Nutzungs- und Kulturgeschichte[Bearbeiten | Quelltext bearbeiten]

Im Mittelalter war die Aare ein wichtiger Grenzfluss: Sie trennte z. B. die Stammesherzogtümer Burgund und Alemannien, war Grenzabschnitt der karolingischen Reichsteilungen und trennte auch eine Weile Hochburgund vom römisch-deutschen Reich. Mit der Gründung der Stadt Bern am Ende vom 12. zum 13. Jahrhundert änderte sich der Charakter der Aare, denn spätestens ab Mitte des 13. Jahrhunderts gab es Brücken über den Fluss und entwickelten sich zusammenhängende Herrschaftsgebiete auf beiden Seiten der Aare.

Die kurzen Grenzabschnitte, die heute an verschiedenen Stellen vom Aarebett abweichen, sind auf die früheren natürlichen Mäander zurückzuführen, die seinerzeit noch die Grenzziehung vorgegeben hatten und heute trocken gefallen sind.

Lange Zeit war die Aare für die Holzflösserei wichtig. Holz aus dem Emmental wurde zum Rhein und bis zu dessen Mündung in die Nordsee transportiert. Zur Erinnerung an diese Tradition besteht zwischen Stilli und Laufenburg der kulturhistorische Flösserweg.

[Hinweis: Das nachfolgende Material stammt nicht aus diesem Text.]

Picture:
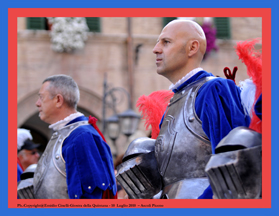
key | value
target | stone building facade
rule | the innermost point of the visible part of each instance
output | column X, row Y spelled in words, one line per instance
column 106, row 53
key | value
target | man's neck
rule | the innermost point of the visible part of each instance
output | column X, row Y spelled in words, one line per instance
column 62, row 122
column 184, row 78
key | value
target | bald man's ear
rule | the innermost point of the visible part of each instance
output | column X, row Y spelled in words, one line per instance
column 193, row 47
column 59, row 100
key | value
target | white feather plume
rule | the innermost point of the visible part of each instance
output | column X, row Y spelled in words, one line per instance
column 22, row 136
column 248, row 91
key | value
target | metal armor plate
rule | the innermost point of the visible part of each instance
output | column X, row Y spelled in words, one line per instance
column 50, row 175
column 138, row 173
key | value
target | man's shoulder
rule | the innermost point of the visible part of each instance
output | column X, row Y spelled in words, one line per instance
column 84, row 129
column 219, row 83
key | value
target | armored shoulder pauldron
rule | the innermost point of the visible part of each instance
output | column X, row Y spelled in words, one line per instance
column 50, row 176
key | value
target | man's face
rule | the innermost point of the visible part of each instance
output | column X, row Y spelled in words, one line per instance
column 46, row 105
column 28, row 157
column 170, row 50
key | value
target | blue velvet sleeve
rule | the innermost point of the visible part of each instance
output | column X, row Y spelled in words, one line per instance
column 89, row 165
column 218, row 105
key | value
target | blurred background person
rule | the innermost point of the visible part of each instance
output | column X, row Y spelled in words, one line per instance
column 27, row 151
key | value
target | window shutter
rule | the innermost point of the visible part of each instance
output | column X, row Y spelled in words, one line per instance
column 36, row 23
column 93, row 24
column 223, row 27
column 166, row 20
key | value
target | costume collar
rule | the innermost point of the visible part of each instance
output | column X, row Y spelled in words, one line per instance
column 186, row 77
column 60, row 124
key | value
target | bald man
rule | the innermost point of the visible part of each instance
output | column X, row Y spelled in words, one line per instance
column 203, row 110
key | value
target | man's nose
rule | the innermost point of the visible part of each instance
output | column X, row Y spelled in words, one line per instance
column 37, row 103
column 157, row 49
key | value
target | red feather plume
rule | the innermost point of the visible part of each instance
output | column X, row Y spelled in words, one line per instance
column 253, row 61
column 152, row 108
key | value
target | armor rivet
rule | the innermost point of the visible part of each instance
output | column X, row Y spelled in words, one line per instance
column 191, row 118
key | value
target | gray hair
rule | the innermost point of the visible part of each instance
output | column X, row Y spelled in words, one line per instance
column 66, row 86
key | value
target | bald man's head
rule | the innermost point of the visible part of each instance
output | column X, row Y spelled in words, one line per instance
column 180, row 48
column 190, row 30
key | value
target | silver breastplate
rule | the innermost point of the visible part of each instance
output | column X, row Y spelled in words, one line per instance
column 50, row 175
column 182, row 149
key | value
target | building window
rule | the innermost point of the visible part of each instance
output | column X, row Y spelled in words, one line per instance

Die Aarestrecke von Nidau bis Solothurn ist ebenso wie der Bielersee schiffbar. Seit der Antike diente die Aare dem Schiffsverkehr, wie einer Steininschrift der römischen Schiffleute in Avenches zu entnehmen ist.[12] Der Fernverkehr auf dem Fluss kam erst seit dem Ende des 19. Jahrhunderts nach dem Bau der Eisenbahnlinien und der ersten Flusskraftwerke zum Erliegen. Heute betreibt die 1966 aus einer Vorgängergesellschaft hervorgegangene Bielersee-Schifffahrts-Gesellschaft AG mit Sitz in Biel die Kurse auf dem Bielersee und der Aare.

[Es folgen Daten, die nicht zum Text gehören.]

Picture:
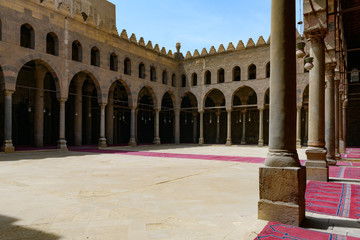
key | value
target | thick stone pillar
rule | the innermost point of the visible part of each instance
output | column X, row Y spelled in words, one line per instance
column 8, row 145
column 157, row 127
column 195, row 128
column 201, row 138
column 341, row 125
column 330, row 114
column 177, row 126
column 316, row 165
column 132, row 141
column 110, row 119
column 243, row 136
column 298, row 127
column 228, row 139
column 62, row 142
column 102, row 139
column 336, row 89
column 261, row 127
column 88, row 115
column 78, row 112
column 217, row 113
column 40, row 73
column 282, row 180
column 344, row 122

Wassertemperatur der Aare bei Bern

Auf vielen Abschnitten hat die Aare einen hohen Wert für sportliche Aktivitäten. Fast der ganze Flusslauf unterhalb von Meiringen kann mit Booten befahren werden.[13][14] Das Flussufer ist wenig zerklüftet und vielerorts gut zugänglich, sodass man trotz der stellenweise recht hohen Strömung gefahrlos in der Aare baden kann. Strandbäder mit direktem Zugang in den Fluss bestehen bei Thun, Münsingen, Muri, Bern, Solothurn, Wangen, Brugg und Olten.

Die Flusslandschaft entlang der Aare ist ein wichtiges Naherholungsgebiet und verfügt über gut markierte Wander- und Velowege. Der Verein AareLand unterstützt verschiedene Projekte zur Koordination der Freizeitaktivitäten und zur Förderung einer nachhaltigen Entwicklung der Region.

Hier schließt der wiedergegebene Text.